In the crystal lattice, DNA wraps around the HMfB protein assembly in a quasi-continuous superhelix, through annealing of the 2–nucleotide (nt) 5′ overhangs (Fig. 2E). The geometry, diameter, pitch, and writhe of this superhelix, and the spacing between gyres, strongly resemble the nucleosomal DNA arrangement (Fig. 2F). Consequently, the alignment of DNA grooves (80 bp apart on linear DNA) across two gyres of DNA, termed nucleosomal “supergrooves” (13), is also conserved (arrows in Fig. 2E). The ability of archaeal histones to form polymers was also validated in solution by using (HMfB)2 dimers and (HTkA)2 dimers of histone A from Thermococcus kodakarensis, confirming that this arrangement is not a crystallographic artifact (fig. S3 and table S2). Both (HMfB)2 and (HTkA)2 form complexes that protect 60-, 90-, 120-, 150-, and 180-bp fragments from micrococcal nuclease (MNase) digestion (fig. S3A), consistent with previous reports (8, 14, 15, 16). Ultracentrifugation further confirmed that the complexes formed on 147- and 207-bp DNA molecules contain the predicted number of archaeal histone dimers needed to saturate these DNAs (fig. S3B and table S2). By contrast, the polymerization of eukaryotic histone dimers is limited by their asymmetry to an octamer (Fig. 2A, right panel). Notably, the interactions within the archaeal superhelix do not resemble any of the nucleosome-nucleosome stacking interactions reported so far [reviewed in (17); see also (18, 19)].

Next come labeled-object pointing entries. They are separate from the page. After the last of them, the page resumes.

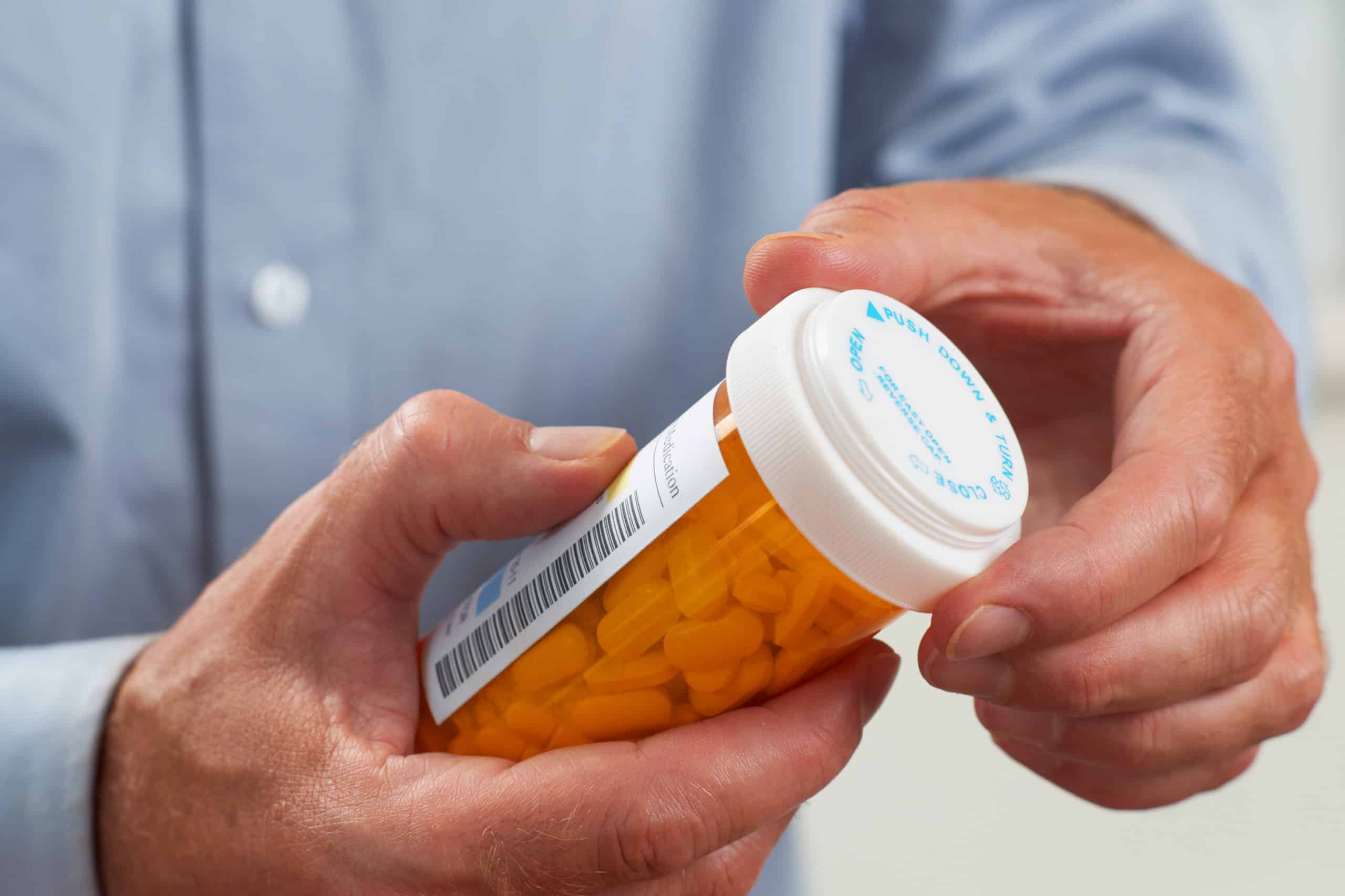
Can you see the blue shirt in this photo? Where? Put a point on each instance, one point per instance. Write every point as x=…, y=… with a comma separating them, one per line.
x=236, y=236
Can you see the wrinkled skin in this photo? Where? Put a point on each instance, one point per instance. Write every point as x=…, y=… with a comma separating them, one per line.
x=1168, y=621
x=264, y=743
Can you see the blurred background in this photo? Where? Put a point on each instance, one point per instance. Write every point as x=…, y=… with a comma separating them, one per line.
x=931, y=806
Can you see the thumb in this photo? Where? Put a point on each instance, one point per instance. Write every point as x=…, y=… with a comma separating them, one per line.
x=446, y=468
x=930, y=244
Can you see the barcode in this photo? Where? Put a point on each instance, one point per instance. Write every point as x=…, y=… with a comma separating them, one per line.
x=548, y=587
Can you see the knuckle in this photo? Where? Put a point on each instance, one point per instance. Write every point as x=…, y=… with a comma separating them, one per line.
x=1140, y=744
x=659, y=835
x=1084, y=689
x=1254, y=622
x=1211, y=495
x=1302, y=684
x=423, y=427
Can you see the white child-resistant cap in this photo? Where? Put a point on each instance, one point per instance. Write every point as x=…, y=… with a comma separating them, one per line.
x=880, y=442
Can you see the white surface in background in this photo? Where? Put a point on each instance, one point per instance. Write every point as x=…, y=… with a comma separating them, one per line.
x=930, y=806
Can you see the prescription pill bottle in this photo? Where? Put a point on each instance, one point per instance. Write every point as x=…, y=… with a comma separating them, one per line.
x=852, y=465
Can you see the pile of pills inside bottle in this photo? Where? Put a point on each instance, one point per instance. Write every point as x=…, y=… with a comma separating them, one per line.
x=692, y=588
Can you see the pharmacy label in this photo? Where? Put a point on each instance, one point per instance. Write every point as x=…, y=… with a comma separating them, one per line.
x=545, y=581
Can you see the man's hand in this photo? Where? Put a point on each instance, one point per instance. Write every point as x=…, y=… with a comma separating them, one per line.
x=264, y=744
x=1157, y=622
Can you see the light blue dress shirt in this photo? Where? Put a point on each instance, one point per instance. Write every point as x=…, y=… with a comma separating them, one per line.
x=236, y=236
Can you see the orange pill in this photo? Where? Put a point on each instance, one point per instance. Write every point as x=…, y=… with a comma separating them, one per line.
x=716, y=679
x=791, y=666
x=747, y=560
x=684, y=715
x=500, y=692
x=646, y=567
x=752, y=676
x=638, y=622
x=794, y=664
x=530, y=722
x=676, y=689
x=567, y=736
x=588, y=614
x=796, y=554
x=620, y=716
x=561, y=653
x=498, y=741
x=463, y=719
x=762, y=592
x=806, y=605
x=611, y=676
x=702, y=645
x=700, y=583
x=483, y=711
x=860, y=603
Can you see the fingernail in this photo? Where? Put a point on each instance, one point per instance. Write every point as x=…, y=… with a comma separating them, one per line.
x=1044, y=730
x=989, y=677
x=989, y=630
x=883, y=672
x=572, y=443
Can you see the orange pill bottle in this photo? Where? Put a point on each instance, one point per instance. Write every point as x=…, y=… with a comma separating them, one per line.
x=852, y=465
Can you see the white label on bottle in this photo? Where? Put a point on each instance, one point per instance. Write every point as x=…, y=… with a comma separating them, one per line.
x=512, y=610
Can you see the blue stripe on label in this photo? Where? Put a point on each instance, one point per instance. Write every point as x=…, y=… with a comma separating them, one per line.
x=490, y=591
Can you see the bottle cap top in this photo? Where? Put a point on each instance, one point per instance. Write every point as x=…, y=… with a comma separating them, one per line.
x=880, y=442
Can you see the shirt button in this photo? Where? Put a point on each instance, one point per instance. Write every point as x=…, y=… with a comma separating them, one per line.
x=280, y=295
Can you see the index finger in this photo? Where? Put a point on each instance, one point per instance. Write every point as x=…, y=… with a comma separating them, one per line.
x=607, y=815
x=1196, y=400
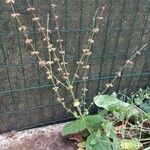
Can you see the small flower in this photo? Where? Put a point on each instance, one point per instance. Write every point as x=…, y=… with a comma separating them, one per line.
x=76, y=103
x=48, y=73
x=34, y=53
x=36, y=19
x=138, y=52
x=56, y=59
x=55, y=89
x=22, y=28
x=28, y=41
x=57, y=82
x=86, y=67
x=59, y=69
x=49, y=77
x=70, y=87
x=60, y=99
x=91, y=41
x=42, y=63
x=85, y=78
x=96, y=30
x=49, y=62
x=9, y=1
x=118, y=74
x=50, y=46
x=14, y=15
x=129, y=62
x=66, y=76
x=45, y=39
x=41, y=29
x=30, y=9
x=56, y=17
x=87, y=52
x=62, y=52
x=100, y=18
x=53, y=5
x=84, y=89
x=64, y=63
x=109, y=85
x=56, y=28
x=49, y=31
x=76, y=76
x=80, y=62
x=53, y=49
x=59, y=40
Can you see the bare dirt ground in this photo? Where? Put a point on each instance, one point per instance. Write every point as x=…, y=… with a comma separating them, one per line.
x=44, y=138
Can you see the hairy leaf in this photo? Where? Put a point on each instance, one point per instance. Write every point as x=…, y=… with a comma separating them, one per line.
x=74, y=127
x=94, y=143
x=91, y=121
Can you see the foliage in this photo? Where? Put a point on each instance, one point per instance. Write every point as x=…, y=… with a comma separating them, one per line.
x=141, y=99
x=102, y=133
x=113, y=104
x=101, y=129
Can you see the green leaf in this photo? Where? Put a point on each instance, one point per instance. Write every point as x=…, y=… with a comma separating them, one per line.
x=82, y=144
x=98, y=144
x=113, y=104
x=74, y=127
x=133, y=144
x=109, y=130
x=92, y=121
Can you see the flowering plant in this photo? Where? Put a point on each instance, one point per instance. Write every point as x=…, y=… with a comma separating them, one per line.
x=100, y=130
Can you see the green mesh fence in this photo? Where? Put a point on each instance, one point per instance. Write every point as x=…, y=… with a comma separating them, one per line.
x=26, y=98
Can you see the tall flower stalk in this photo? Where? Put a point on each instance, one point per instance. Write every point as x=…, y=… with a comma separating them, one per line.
x=56, y=57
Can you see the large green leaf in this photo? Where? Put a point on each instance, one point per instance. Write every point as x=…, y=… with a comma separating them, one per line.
x=113, y=104
x=74, y=127
x=98, y=142
x=91, y=121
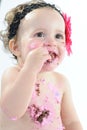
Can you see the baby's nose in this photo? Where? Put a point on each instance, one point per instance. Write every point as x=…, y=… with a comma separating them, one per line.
x=49, y=44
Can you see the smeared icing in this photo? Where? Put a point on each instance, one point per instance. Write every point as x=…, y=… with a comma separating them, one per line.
x=45, y=113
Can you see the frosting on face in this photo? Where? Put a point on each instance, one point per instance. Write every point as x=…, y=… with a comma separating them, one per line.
x=45, y=113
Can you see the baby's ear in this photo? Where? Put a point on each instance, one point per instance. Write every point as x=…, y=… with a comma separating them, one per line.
x=13, y=46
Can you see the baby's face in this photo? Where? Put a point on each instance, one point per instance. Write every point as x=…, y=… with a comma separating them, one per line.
x=39, y=28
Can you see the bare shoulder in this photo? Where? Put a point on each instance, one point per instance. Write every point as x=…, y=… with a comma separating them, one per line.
x=8, y=77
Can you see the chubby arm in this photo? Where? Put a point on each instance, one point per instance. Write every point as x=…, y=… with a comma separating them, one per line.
x=16, y=91
x=17, y=85
x=69, y=116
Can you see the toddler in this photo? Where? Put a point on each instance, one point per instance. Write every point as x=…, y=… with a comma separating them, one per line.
x=33, y=95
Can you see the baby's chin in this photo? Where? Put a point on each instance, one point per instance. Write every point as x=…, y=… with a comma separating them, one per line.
x=50, y=66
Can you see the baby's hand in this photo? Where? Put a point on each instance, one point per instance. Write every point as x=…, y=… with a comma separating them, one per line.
x=36, y=58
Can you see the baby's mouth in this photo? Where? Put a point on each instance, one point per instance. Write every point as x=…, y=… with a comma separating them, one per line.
x=53, y=56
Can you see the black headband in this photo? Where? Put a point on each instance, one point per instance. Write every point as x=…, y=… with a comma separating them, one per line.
x=20, y=15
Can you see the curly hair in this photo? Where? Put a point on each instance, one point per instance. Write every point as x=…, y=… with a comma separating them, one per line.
x=14, y=16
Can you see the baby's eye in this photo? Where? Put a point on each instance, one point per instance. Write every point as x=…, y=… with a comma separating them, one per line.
x=40, y=34
x=59, y=36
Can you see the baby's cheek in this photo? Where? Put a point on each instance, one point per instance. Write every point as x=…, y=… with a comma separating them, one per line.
x=33, y=45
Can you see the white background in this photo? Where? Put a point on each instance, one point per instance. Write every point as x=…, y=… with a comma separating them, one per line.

To investigate if the extended polymerization has functional importance, we sought to destabilize the superhelix in vivo without compromising the DNA-binding ability of the archaeal histone. Apart from the 4HBs, the only region of close contact between the adjacent layers of the archaeal histone polymer is where the L1 loops of dimers 1 and 4 meet (arrow in Fig. 2B and fig. S4A), a position almost always occupied by a glycine (G16 in HMfB, G17 in HTkA; fig. S1B). To determine if the absence of a side chain facilitates this close packing, we generated T. kodakarensis strains isogenic except for G17 substitutions in HTkA, the single histone present and essential for T. kodakarensis strain TS600 viability [(18, 20); fig. S5]. Cells with wild-type HTkA, transferred from a sulfur (S°)–containing to a S°-free medium (pyruvate), restart growth after ~4 hours, during which time they reprogram gene expression [Fig. 3A; (21)]. The otherwise isogenic strains with HTkA G17H, G17D, G17N, G17L, or G17S also grew normally in S° but took longer to restart growth when transferred to medium lacking S°, and some also grew slower (Fig. 3A and table S3) (H, histidine; N, asparagine; L, leucine; S, serine). Given the delayed response to nutrient change, we investigated transcription of the media-dependent membrane-bound hydrogenase (MBH)–encoding operon (comprising genes TK2080 to TK2093). As previously established (21), transcription of this operon was elevated in T. kodakarensis TS600 with wild-type HTkA when grown in the absence of S°, but this was not the case for TS621, the strain with HTkA G17L (Fig. 3B), indicating a deregulated transcriptional program.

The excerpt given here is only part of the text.